1964 wollte Cullmann noch einmal bei Olympia starten. Nach längerer Pause war er auf dem besten Weg zurück zu seiner Bestform, als ihn seine alte Knieverletzung abrupt stoppte. Sie war so schlimm, dass er nicht nur für Tokio passen, sondern seine Karriere mit nur 24 Jahren beenden musste. 1972 war er noch einmal dabei: Als Ehrengast erlebte er die Spiele in München hautnah mit. Der Überfall auf die israelische Mannschaft im olympischen Dorf geschah gegenüber von dem Appartement, in dem der Tiefensteiner mit seiner Frau untergebracht war. Sie erfuhren erst abends, als sie von den Kanuwettkämpfen in Augsburg zurückkehrten, was geschehen war.

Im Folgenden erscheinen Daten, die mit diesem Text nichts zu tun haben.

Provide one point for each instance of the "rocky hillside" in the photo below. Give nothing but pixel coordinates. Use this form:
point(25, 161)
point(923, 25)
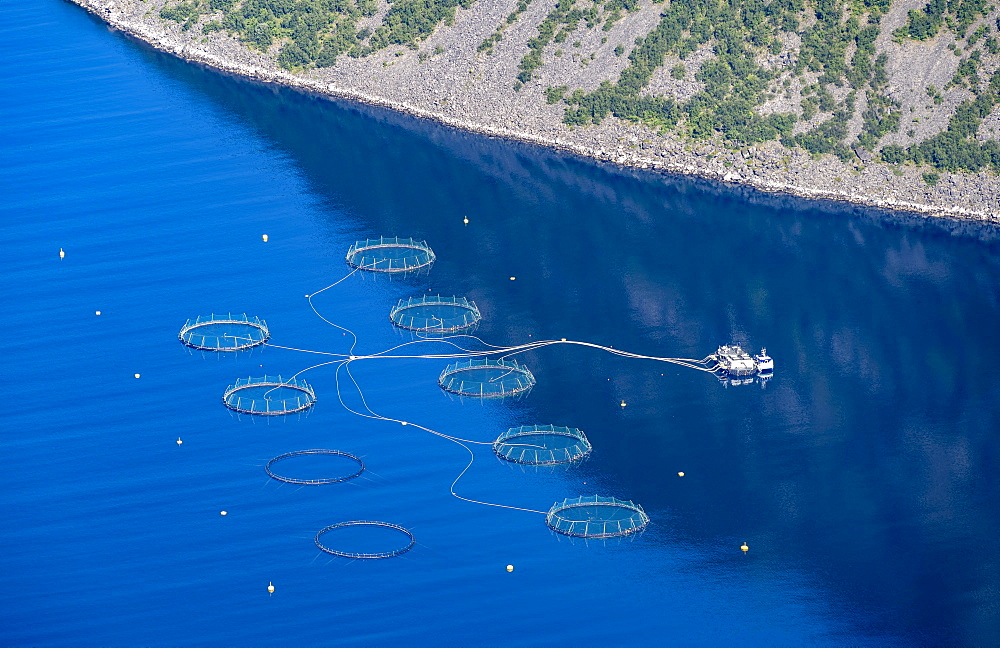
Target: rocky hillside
point(892, 102)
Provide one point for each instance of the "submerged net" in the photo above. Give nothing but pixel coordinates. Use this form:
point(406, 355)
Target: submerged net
point(390, 254)
point(224, 332)
point(315, 466)
point(542, 445)
point(486, 378)
point(596, 517)
point(435, 314)
point(365, 539)
point(269, 396)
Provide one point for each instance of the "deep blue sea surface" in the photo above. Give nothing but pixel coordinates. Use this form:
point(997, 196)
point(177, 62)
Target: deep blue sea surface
point(863, 476)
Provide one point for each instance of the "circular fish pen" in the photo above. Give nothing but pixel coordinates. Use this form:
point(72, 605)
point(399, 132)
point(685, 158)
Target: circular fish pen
point(390, 254)
point(596, 517)
point(224, 332)
point(345, 539)
point(269, 396)
point(485, 378)
point(304, 462)
point(435, 314)
point(542, 445)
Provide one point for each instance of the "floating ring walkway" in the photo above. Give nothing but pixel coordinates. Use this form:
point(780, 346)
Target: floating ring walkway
point(393, 254)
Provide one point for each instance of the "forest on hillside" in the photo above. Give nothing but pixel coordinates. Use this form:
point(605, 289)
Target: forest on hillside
point(761, 50)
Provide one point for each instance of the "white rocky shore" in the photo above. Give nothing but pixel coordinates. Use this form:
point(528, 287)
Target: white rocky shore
point(449, 82)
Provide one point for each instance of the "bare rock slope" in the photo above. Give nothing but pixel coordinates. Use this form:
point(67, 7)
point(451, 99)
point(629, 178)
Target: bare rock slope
point(892, 103)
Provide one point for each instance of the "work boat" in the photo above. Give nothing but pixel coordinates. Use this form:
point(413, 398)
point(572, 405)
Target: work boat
point(765, 364)
point(734, 361)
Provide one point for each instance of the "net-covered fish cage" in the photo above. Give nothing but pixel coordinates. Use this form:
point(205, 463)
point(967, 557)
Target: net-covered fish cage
point(269, 396)
point(542, 445)
point(390, 254)
point(227, 332)
point(435, 314)
point(345, 539)
point(315, 472)
point(596, 517)
point(486, 378)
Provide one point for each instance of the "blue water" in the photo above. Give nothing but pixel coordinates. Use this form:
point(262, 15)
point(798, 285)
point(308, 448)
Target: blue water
point(863, 477)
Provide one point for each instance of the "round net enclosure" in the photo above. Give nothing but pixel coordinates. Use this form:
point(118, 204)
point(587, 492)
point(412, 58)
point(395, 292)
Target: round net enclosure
point(390, 254)
point(596, 517)
point(435, 314)
point(542, 445)
point(269, 396)
point(365, 539)
point(486, 378)
point(314, 467)
point(224, 332)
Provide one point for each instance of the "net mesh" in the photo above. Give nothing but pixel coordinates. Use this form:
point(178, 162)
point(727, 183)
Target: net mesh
point(486, 378)
point(542, 445)
point(435, 314)
point(269, 396)
point(227, 332)
point(390, 254)
point(596, 517)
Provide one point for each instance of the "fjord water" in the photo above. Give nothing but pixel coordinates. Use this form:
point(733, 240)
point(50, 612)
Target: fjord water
point(863, 477)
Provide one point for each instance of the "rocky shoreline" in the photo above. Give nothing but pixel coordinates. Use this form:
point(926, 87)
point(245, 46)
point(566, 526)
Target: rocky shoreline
point(478, 100)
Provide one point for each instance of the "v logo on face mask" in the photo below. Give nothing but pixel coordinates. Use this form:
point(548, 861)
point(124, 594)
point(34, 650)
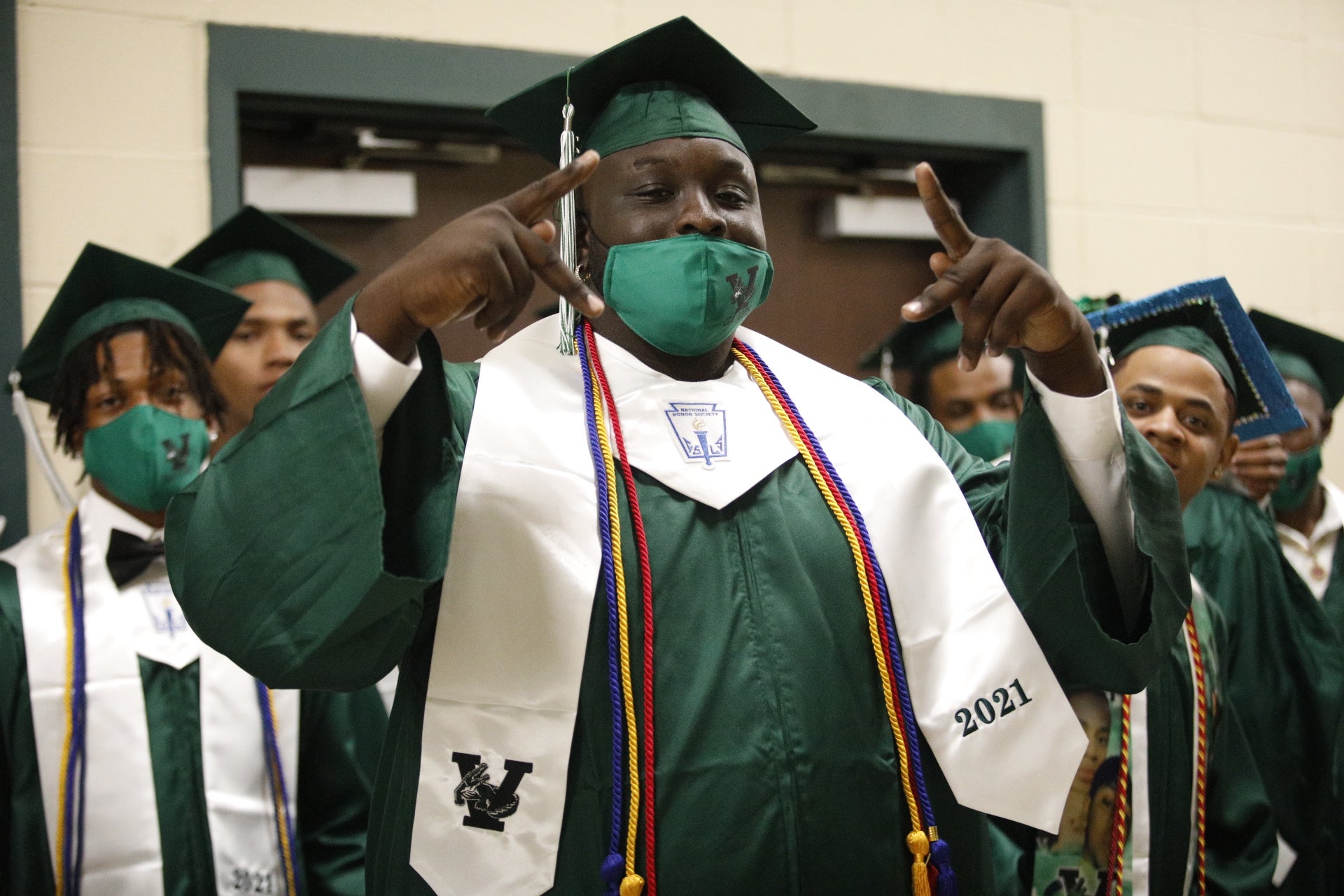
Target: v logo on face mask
point(686, 295)
point(742, 295)
point(146, 456)
point(178, 456)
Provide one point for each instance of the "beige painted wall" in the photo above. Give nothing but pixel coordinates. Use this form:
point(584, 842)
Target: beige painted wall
point(1184, 137)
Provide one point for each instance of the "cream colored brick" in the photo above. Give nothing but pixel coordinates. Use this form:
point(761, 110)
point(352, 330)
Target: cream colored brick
point(1171, 11)
point(1326, 22)
point(1262, 262)
point(524, 24)
point(990, 39)
point(1326, 254)
point(112, 83)
point(1139, 254)
point(1066, 248)
point(1252, 80)
point(757, 33)
point(527, 24)
point(1277, 18)
point(1326, 175)
point(183, 10)
point(909, 43)
point(148, 207)
point(1135, 64)
point(1063, 168)
point(1139, 160)
point(337, 16)
point(1249, 169)
point(1326, 88)
point(1334, 458)
point(36, 298)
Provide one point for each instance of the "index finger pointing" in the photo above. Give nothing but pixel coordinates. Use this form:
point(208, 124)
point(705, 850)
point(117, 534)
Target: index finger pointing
point(537, 199)
point(953, 232)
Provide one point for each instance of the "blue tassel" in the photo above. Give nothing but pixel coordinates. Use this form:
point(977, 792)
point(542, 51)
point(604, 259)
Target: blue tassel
point(941, 856)
point(613, 869)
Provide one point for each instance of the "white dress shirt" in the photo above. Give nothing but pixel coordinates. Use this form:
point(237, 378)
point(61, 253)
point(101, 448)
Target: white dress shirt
point(1313, 555)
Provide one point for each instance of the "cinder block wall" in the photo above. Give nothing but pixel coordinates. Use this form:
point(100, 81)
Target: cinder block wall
point(1184, 137)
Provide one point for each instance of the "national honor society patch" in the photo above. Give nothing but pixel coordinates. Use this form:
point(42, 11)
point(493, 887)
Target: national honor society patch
point(701, 431)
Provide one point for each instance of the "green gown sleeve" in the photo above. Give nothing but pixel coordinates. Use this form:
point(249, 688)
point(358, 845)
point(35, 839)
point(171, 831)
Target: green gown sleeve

„Der schnellste Schleffer der Welt“
Auch nachdem er die Spikes ausgezogen hatte, blieb Bernd Cullmann dem Sport weiter verbunden. 1966 absolvierte der Edelsteinschleifermeister ein verkürztes Sportstudium in Mainz und war danach bis 1985 als Sportlehrer in der Marktschule und in der Idarbachtalschule tätig, ehe er wieder in seinen alten Beruf zurückkehrte. Als Trainer feierte er mit den Fußballern des TuS Tiefenstein Erfolge. Zu seinen Leidenschaften zählen auch das Kochen und das Singen. Der Opernliebhaber macht inzwischen bei den Bachwagge mit, der Idar-Obersteiner Old Boygroup.
In seinem Buch „Der schnellste Schleffer der Welt“ schildert Bernd Cullmann aber nicht nur so detailliert wie noch nie seinen Weg zu Olympia und den Lauf seines Lebens, sondern auch die Tiefen in seinem Leben. Dazu gehört das schwierige Verhältnis zu seinem Vater. Er ist überzeugt, dass er auch deswegen so ehrgeizig durchs Leben lief, weil er ihm etwas beweisen wollte. „Ohne ihn wäre ich auch nicht Olympiasieger geworden.“ Den 100-Meter-Endlauf von Paris wird er am Fernseher verfolgen. Sohn Jens wird live im Stadion dabei sein: Er hat dieses besondere Erlebnis seinem Sohn Moritz zu dessen 30. Geburtstag geschenkt.